The deal with Hartz’s special purpose acquisition company (SPAC), which is called ‘one’, is expected to provide the merged entity with around $425 million in gross proceeds. Hart is the founder of ticketing site Eventbrite Inc.
Shares of the one SPAC, which raised $200 million in an initial public offering last year, jumped by 20.9% on Wednesday following the deal announcement.
Markforged said it booked $70 million in revenue from over 10,000 customers in 2020, counting RPG Industries and Caldwell Manufacturing among its clients. It projected a tenfold growth to reach $706 million in annual revenue by 2025.
“Going public through the one SPAC helps us find the right partner and provide capital for our future growth as we expand into more industries and regions,” said Markforged chief executive Shai Terem.
The proceeds from the transaction include a $210 million private investment anchored by Baron Capital Group, Porsche Automobil Holding SE, Microsoft Corp’s venture fund M12 and funds and accounts managed by BlackRock Inc.

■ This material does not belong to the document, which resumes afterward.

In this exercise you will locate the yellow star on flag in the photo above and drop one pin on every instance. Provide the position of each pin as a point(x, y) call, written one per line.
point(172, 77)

Watertown, Massachusetts-based Markforged was founded in 2013 and manufactures The Digital Forge, an artificial intelligence-powered 3D printer that integrates metal and carbon fiber to make products.
Last year, Desktop Metal, another 3D printing technology provider, also chose to merge with a SPAC to go public. It was valued at $2.5 billion in the deal.
SPACs are shell companies that raise money in an IPO to pursue an acquisition at a later date. They serve as an alternative to a traditional IPO for companies looking to enter public markets.
Markforged will be listed on the New York Stock Exchange after the merger and will trade under the new ticker symbol ‘MKFG.’
Citigroup Global Markets Inc and Goldman Sachs & Co LLC are acting as financial advisors to Markforged and one, respectively.